Facebook Inc on Thursday offered additional insight on its efforts to remove terrorism content, a response to political pressure in Europe to militant groups using the social network for propaganda and recruiting.
Facebook has ramped up use of artificial intelligence such as image matching and language understanding to identify and remove content quickly, Monika Bickert, Facebook’s director of global policy management, and Brian Fishman, counter-terrorism policy manager, explained in a blog post.
The world’s largest social media network, with 1.9 billion users, Facebook has not always been so open about its operations, and its statement was met with skepticism by some who have criticized U.S. technology companies for moving slowly.
“We’ve known that extremist groups have been weaponizing the internet for years,” said Hany Farid, a Dartmouth College computer scientist who studies ways to stem extremist material online.
“So why, for years, have they been understaffing their moderation? Why, for years, have they been behind on innovation?” Farid asked.
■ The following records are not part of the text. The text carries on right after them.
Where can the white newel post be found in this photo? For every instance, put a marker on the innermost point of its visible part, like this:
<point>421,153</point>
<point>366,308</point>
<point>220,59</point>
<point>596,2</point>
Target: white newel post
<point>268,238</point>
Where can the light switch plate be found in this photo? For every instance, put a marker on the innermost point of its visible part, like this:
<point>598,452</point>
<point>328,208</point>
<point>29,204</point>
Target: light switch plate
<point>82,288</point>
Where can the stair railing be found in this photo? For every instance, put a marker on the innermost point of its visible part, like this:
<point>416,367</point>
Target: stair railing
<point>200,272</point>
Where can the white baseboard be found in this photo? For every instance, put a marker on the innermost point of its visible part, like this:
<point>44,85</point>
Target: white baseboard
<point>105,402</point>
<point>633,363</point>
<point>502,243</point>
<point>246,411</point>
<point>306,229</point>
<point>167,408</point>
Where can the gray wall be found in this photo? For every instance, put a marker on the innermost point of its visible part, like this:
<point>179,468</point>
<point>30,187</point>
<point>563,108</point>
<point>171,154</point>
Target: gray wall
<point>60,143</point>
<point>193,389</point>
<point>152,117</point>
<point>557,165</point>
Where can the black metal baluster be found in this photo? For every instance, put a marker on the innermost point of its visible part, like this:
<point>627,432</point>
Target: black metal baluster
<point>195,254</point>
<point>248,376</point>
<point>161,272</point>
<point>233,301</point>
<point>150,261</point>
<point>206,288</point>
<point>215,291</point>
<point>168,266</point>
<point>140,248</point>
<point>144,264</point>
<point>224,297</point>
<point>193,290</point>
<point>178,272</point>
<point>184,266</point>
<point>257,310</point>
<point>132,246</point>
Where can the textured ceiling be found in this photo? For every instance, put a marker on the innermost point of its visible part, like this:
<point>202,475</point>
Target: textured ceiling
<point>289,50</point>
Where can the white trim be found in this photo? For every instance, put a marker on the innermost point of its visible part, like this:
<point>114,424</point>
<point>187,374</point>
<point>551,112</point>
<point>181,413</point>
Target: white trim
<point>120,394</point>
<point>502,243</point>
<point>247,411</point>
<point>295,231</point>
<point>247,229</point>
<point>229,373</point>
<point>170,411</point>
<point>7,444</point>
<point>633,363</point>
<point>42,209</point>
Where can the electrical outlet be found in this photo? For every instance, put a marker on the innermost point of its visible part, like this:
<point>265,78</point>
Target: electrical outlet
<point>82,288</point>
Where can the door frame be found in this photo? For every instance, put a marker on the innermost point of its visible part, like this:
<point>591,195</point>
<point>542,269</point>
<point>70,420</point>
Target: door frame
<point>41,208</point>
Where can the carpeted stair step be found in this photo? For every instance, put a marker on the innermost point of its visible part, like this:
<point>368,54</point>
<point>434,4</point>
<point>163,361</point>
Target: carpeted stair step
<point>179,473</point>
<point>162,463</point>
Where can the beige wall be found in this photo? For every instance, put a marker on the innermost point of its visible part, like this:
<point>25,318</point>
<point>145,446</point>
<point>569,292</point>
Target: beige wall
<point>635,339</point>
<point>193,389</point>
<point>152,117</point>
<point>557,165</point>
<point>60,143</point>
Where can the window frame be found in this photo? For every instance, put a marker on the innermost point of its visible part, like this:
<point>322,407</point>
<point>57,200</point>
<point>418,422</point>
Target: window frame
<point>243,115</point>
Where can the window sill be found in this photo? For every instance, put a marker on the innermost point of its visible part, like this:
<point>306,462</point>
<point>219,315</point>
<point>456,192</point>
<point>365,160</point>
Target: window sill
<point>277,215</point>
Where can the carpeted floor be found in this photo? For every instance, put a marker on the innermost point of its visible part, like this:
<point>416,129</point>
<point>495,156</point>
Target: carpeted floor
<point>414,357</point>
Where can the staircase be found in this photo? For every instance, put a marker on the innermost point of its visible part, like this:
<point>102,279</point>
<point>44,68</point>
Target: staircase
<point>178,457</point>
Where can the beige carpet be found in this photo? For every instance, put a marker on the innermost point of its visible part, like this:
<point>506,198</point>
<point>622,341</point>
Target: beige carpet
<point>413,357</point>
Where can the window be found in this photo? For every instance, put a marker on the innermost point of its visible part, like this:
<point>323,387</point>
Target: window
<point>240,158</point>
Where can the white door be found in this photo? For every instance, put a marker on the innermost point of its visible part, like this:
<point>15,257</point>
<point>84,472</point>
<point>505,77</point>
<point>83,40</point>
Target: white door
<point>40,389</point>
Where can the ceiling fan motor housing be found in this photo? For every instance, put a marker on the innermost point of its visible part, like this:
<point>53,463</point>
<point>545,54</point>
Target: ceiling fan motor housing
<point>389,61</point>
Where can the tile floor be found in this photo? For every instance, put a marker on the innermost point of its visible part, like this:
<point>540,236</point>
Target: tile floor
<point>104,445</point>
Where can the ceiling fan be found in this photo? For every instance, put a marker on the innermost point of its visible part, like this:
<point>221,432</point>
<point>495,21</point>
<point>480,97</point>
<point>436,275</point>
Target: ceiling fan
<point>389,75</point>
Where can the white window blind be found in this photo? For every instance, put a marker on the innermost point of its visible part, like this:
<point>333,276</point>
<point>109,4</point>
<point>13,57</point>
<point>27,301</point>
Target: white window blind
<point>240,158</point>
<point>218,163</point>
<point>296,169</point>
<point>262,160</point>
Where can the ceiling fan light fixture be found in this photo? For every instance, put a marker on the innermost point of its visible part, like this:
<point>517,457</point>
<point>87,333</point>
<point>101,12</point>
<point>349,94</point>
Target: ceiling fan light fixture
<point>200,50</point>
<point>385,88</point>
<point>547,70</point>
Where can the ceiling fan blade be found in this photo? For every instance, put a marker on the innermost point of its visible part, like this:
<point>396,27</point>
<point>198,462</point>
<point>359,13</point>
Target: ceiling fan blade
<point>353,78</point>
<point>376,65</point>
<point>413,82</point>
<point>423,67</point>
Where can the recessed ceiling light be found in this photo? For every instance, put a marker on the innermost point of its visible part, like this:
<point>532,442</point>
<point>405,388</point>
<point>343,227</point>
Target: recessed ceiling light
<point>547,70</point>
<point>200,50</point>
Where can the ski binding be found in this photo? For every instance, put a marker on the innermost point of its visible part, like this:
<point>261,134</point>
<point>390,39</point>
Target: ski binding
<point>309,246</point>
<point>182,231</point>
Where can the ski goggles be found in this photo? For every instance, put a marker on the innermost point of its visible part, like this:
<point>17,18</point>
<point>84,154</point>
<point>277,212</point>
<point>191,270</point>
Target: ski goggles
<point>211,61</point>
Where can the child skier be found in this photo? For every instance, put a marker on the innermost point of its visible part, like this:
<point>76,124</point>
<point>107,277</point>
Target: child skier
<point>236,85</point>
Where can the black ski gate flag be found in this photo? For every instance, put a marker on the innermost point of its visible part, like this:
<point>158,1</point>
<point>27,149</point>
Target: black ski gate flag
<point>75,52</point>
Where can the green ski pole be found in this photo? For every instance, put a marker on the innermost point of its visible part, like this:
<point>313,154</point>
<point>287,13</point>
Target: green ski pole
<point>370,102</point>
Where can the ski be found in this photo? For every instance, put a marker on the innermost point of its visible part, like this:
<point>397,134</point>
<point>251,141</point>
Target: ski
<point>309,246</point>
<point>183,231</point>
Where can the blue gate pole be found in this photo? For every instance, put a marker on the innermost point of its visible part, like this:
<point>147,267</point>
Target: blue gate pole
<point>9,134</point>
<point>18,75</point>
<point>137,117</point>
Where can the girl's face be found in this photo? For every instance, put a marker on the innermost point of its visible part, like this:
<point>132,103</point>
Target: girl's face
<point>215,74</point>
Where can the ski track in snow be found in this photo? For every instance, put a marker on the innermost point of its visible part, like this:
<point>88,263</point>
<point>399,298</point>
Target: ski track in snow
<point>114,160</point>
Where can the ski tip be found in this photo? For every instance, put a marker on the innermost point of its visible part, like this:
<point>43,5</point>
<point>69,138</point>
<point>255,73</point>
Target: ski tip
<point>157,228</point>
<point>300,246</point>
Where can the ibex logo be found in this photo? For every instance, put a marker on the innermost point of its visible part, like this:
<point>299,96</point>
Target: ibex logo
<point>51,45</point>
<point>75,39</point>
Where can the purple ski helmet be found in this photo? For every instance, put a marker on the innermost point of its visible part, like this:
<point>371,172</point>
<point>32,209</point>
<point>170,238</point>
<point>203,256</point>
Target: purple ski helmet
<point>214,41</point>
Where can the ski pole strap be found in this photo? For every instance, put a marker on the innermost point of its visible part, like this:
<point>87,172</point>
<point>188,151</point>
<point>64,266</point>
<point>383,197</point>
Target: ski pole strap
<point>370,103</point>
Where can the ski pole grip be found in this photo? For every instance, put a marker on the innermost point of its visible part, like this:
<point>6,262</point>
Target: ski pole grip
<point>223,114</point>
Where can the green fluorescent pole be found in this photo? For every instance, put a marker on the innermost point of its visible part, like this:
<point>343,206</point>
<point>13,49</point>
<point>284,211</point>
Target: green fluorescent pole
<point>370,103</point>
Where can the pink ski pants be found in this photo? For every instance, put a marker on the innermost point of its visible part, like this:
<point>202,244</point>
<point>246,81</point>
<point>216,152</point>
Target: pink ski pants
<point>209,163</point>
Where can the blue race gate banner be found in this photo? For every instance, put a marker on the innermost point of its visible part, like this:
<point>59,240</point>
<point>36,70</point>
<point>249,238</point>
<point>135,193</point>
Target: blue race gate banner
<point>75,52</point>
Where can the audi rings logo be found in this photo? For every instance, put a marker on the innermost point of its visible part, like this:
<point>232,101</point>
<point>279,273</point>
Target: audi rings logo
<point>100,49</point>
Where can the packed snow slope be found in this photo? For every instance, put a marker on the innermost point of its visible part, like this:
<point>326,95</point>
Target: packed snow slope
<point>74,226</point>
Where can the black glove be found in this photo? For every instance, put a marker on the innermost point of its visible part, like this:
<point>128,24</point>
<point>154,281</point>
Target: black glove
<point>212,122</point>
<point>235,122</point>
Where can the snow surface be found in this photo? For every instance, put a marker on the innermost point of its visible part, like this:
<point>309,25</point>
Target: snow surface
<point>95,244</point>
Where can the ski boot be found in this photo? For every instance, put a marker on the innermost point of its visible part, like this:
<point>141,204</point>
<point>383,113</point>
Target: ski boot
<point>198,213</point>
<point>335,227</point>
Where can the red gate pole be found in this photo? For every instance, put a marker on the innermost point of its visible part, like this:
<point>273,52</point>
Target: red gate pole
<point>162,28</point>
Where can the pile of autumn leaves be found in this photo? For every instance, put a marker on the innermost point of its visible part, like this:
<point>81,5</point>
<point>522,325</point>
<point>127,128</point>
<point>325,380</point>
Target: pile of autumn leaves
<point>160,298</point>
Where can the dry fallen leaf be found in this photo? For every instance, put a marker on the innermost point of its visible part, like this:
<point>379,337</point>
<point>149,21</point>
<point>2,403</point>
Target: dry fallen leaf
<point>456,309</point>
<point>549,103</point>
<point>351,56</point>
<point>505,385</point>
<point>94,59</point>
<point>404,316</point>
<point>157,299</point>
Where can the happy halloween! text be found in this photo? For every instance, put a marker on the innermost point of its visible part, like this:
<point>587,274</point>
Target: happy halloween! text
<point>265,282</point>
He called Facebook’s statement a public relations move in response to European governments.
Britain’s interior ministry welcomed Facebook’s efforts but said technology companies needed to go further.
“This includes the use of technical solutions so that terrorist content can be identified and removed before it is widely disseminated, and ultimately prevented from being uploaded in the first place,” a ministry spokesman said on Thursday.
Germany, France and Britain, countries where civilians have been killed and wounded in bombings and shootings by Islamist militants in recent years, have pressed Facebook and other providers of social media such as Google and Twitter to do more to remove militant content and hate speech.
Government officials have threatened to fine Facebook and strip the broad legal protections it enjoys against liability for the content posted by its users.
Facebook uses artificial intelligence for image matching that allows the company to see if a photo or video being uploaded matches a known photo or video from groups it has defined as terrorist, such as Islamic State, Al Qaeda and their affiliates, the company said in the blog post.
YouTube, Facebook, Twitter and Microsoft last year created a common database of digital fingerprints automatically assigned to videos or photos of militant content to help each other identify the same content on their platforms.
Similarly, Facebook now analyses text that has already been removed for praising or supporting militant organizations to develop text-based signals for such propaganda.
“More than half the accounts we remove for terrorism are accounts we find ourselves; that is something that we want to let our community know so they understand we are really committed to making Facebook a hostile environment for terrorists,” Bickert said in a telephone interview.
Asked why Facebook was opening up now about policies that it had long declined to discuss, Bickert said recent attacks were naturally starting conversations among people about what they could do to stand up to militancy.
In addition, she said, “We’re talking about this because we are seeing this technology really start to become an important part of how we try to find this content.”
Facebook’s blog post on Thursday was the first in a planned series of announcements to address “hard questions” facing the company, Elliot Schrage, vice president for public policy and communications, said in a statement. Other questions, he said, include: “Is social media good for democracy?”
On Tuesday, British Prime Minister Theresa May and French President Emmanuel Macron launched a joint campaign to go after “terrorists and criminals” on the internet and to root out radicalizing material.
“Crucially, our campaign will also include exploring creating a legal liability for tech companies if they fail to take the necessary action to remove unacceptable content,” May said at a joint news conference.